Diet Whey vs Non-Diet for Weight Loss

Diet bars, lean wheys, mass gainers. Some supplements scream out what their target audience is! A lot of people will pick up on those buzz words and automatically go for the product that promises to help them reach their goal. But do we understand why? Let's talk about why certain proteins are labelled this way, what makes them different, and how significant those differences are.


CLA. An ingredient commonly added to diet proteins is Conjugated Linoleic Acids (CLAs). CLA is an omega 3 fatty acid which is popular as a non-stimulant fat burning product, alone in capsules and liquids or added to products such as BCAAs and whey. CLA has been linked to reducing fat storage, increasing metabolism and an improvement in overall body composition, among other benefits. A 2001 study on healthy, exercising humans concluded that CLA reduces body fat but not body weight (this is likely down to an increase in muscle mass). Unfortunately, however, there seem to be just as many studies showing little to no effect with CLA supplementation. We advise you to make your own conclusions with this one while we wait on more solid data!

Green Tea. Green tea, both as an extract and a drink, is a favorite with the dieting population. Green tea is undeniably great for health. As a drink, it is calorie free, and can be sweetened to taste if desired. It is loaded with antioxidants from its high polyphenol content, which protect against cell damage from the atmosphere and contains caffeine, but at a lower dosage than coffee. Caffeine itself can work as a fat burner in those with a low tolerance. PhD diet whey contains 7mg of caffeine per 25g of powder, not really enough to have an effect alone- for these properties, consider also drinking 1-2 cups of the stuff early in the day! It has been suggested that the flavonoids and caffeine in green tea can increase metabolic rate, increase fat oxidation (breakdown improve insulin activity. Although these increases are only very mild, green tea does enough great things in the body for it to be worth trying.
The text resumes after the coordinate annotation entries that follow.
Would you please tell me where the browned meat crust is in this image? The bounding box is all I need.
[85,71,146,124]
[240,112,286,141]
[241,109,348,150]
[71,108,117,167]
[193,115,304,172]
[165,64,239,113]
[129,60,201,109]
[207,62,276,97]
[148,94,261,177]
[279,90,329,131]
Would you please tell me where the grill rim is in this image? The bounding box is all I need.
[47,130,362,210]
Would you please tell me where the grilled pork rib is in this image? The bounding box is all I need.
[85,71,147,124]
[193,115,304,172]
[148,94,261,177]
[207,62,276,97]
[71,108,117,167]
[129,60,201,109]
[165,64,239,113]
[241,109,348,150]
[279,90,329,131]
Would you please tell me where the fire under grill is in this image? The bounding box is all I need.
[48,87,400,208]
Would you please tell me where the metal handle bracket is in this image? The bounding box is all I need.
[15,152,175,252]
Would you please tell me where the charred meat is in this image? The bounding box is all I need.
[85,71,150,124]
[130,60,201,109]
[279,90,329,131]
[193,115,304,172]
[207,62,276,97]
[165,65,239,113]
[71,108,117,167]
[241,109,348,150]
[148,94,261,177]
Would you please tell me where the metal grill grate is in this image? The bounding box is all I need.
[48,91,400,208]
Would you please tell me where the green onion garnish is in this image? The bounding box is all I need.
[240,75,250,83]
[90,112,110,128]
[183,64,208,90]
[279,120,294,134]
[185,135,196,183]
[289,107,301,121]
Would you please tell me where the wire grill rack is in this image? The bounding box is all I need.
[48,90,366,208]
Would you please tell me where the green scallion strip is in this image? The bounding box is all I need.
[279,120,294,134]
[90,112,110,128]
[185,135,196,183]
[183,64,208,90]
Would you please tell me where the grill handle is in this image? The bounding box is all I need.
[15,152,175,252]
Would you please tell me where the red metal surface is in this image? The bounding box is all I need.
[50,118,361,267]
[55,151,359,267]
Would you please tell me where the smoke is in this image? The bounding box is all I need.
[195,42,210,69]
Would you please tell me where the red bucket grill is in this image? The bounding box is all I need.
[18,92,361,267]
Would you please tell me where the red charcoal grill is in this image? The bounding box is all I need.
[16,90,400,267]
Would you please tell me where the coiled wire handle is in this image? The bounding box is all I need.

L-Carnitine. L-Carnitine is an amino acid like substance found naturally in the body. L-carnitine helps to transport fat, particularly long-chain fatty acids, into the mitochondria of cells, hence the claims that it may assist the breakdown of body fat and, hypothetically, work well with CLA. Some people cannot make enough, so will see greater benefits from supplementation. Studies on L-carnitine for fat loss and increasing insulin sensitivity are weak, but other benefits have been seen- even improving sperm quality in men! L-carnitine is taken up best with carbs. If using a diet whey with L-Carnitine, consider adding it to your oats!

Fibre (Glucomannan in CNP Diet Whey, Flaxseed in PhD and CNP Diet Whey). Glucomannan helps to keep you feeling fuller for longer. This can reduce cravings and increase adherance to a diet. Glucomannan will also help maintain normal blood cholesterol levels and improve gut and bowel health. Authorised by EFSA, Glucomannan is one of the few ingredients available that can be stated to facilitate weight loss. Flaxseed is another fibrous ingredient with the added benefit of being high in omega 3 healthy fats.

Low Fat. Most diet whey products contain only around 1-2g fat per serving. This helps to keep the calories down, and is also something that dieters commonly look for on food labels. This is in conjunction with high protein content and low-moderate carbs depending on product.


While there is inconclusive evidence on whether any of these ingredients will increase the rate of fat loss, they certainly won't do any harm in the dosages used. Having 'diet' products may also increase motivation and act as a sort of placebo, causing you to stick to a calorie controlled diet and be more active. Think of these as supporting fat loss, not causing it.
If the product is good value compared to a more basic whey, it is worth trying.

Thom, E., Wadstein, J. and Gudmundsen, O. (2001). Conjugated Linoleic Acid Reduces Body Fat in Healthy Exercising Humans. Journal of International Medical Research, [online] 29(5), pp.392-396. Available at: [Accessed 19 Sep. 2018].